# How to generate the `genemap.txt` file

Using UCSC refGene for gene definition, Rutgers Map for genetic distances, and linear interpolation for those that cannot be found in the database.

## Gene range file

Downloaded [refGene.txt.gz from UCSC](http://hgdownload.soe.ucsc.edu/goldenPath/hg19/database/refGene.txt.gz), currently version March 01, 2020.

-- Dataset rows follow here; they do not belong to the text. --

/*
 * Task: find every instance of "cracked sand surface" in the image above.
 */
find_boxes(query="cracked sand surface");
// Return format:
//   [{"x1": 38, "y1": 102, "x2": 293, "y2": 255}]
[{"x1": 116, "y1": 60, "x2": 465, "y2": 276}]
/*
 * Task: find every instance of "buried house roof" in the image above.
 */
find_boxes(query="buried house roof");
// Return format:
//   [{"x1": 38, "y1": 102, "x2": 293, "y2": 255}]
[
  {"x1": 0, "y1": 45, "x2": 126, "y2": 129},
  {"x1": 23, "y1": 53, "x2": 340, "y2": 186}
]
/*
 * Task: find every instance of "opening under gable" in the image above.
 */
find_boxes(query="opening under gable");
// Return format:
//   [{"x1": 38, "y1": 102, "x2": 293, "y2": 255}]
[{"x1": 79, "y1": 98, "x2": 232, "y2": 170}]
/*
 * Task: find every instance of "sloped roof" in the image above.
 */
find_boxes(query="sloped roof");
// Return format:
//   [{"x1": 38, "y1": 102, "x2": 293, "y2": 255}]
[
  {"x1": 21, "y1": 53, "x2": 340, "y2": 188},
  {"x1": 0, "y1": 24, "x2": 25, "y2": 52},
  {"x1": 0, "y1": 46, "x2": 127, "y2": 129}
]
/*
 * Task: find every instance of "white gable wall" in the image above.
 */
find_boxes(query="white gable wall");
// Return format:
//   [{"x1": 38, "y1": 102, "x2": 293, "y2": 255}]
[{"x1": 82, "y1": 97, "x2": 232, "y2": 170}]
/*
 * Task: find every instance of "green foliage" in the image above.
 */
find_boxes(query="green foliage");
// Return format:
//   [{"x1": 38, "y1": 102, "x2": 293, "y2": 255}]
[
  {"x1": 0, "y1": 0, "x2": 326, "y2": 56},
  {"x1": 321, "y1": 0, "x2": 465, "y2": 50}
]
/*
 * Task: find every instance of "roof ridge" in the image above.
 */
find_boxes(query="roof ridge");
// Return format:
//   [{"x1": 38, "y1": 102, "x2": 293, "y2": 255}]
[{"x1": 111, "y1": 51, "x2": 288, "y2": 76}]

Code below are written by Min Qiao when she was at UChicago.

In [4]:
import pandas as pd, numpy as np
import os
from collections import Counter
from more_itertools import unique_everseen
cwd = os.path.expanduser("~/tmp/13-Mar-2020")
os.chdir(cwd)

In [5]:
status = os.system('wget http://hgdownload.soe.ucsc.edu/goldenPath/hg19/database/refGene.txt.gz')

0

In [7]:
ref_gene = pd.read_table("refGene.txt.gz", compression="gzip", sep = "\t", header = None, usecols = (1,2,4,5,12), names = ["tx_name", "chrom", "start", "end", "gene_name"])
ref_gene.shape

(78288, 5)

In [8]:
ref_gene = ref_gene[ref_gene["chrom"].isin(["chr"+str(x+1) for x in range(22)] + ["chrX"])]
ref_gene.shape

(74551, 5)

In [9]:
ref_gene["CHR"] = ref_gene["chrom"].apply(lambda x: int(x.split("chr")[1]) if x.split("chr")[1] != "X" else "X")

In [10]:
ref_gene = ref_gene.drop_duplicates(subset = ("CHR", "start", "end"))
ref_gene = ref_gene.sort_values(by = ["CHR", "start", "end"])[["CHR", "start", "end", "gene_name"]]
ref_gene.shape

(43442, 4)

In [11]:
ref_gene.head()

Unnamed: 0,CHR,start,end,gene_name
0,1,11868,14362,LOC102725121
1,1,11873,14409,DDX11L1
41329,1,14361,29370,WASH7P
3,1,17368,17436,MIR6859-1
7,1,30365,30503,MIR1302-2


There is a problem here: we cannot just `groupby` this data according to chr then gene name, because there exists some genes having the same name but are in different, non-overlapping positions. For example:

## Genetic distance map file

Downloaded from [here](http://compgen.rutgers.edu/downloads/rutgers_map_v3a.zip).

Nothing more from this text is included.